As ruas de Lisboa estão recheadas de anúncios publicitários exteriores relativos a um espetáculo exibido num dos mais famosos palcos da capital até ao início do próximo mês. A peça, de seu nome Monólogos da Vagina, melhor seria apelidada de “Monólogos da Chacina”, dado que massacra as mulheres e o seu íntimo, bem como tantas crianças que se cruzam com os seus reclames.

É excessiva a quantidade de cartazes na cidade alfacinha que promovem a representação teatral. Poucos jovens devem saber que no mesmo recinto podem assistir à peça A Pequena Sereia, encenada por Filipe La Féria, uma vez que esta, dispensada de apresentações, é consideravelmente menos publicitada, infelizmente. Em contrapartida, já quase todas as crianças se devem ter dado conta de que os intrigantes monólogos estão em cena, dada a inevitabilidade de repararem nalgum dos inúmeros placards urbanos.

O espetáculo só permite a entrada a pessoas com pelo menos 16 anos, mas nada impede que uma criança, despertada pela curiosidade, aceda a um dispositivo eletrónico e pesquise na internet pelo espetáculo teatral escrito por Eve Ensler. Se o fizer, deparar-se-á, muito provavelmente, com vídeos de edições anteriores onde atrizes falam de forma grosseira da sua genitália.

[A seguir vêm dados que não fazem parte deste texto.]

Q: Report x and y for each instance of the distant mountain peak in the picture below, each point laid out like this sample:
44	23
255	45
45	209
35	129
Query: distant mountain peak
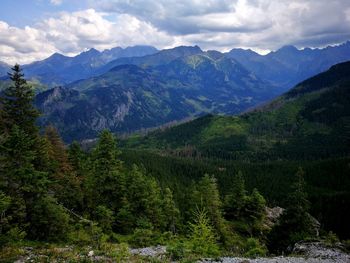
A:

Não se pretende defender uma posição em que se oculte a sexualidade às crianças e jovens. Porém, a banalização de assuntos da intimidade da figura feminina, que é o que originam estes monólogos, é perigosa e pouco prudente, pois facilmente conduz a uma materialização do próximo e a um uso desordenado do sexo. Urge alertar os jovens, caso manifestem curiosidade ou dúvida, para a impertinência deste espetáculo, que trivializa o que é íntimo e corrompe o que é belo. Numa página online que promove o evento é referido que na peça se abordam “temas de alguma controvérsia, mas que devem ser falados e sem tabus”. De acordo, devem ser falados e sem tabus, mas num contexto educativo e pessoal e não de forma jocosa numa das mais icónicas salas da capital portuguesa.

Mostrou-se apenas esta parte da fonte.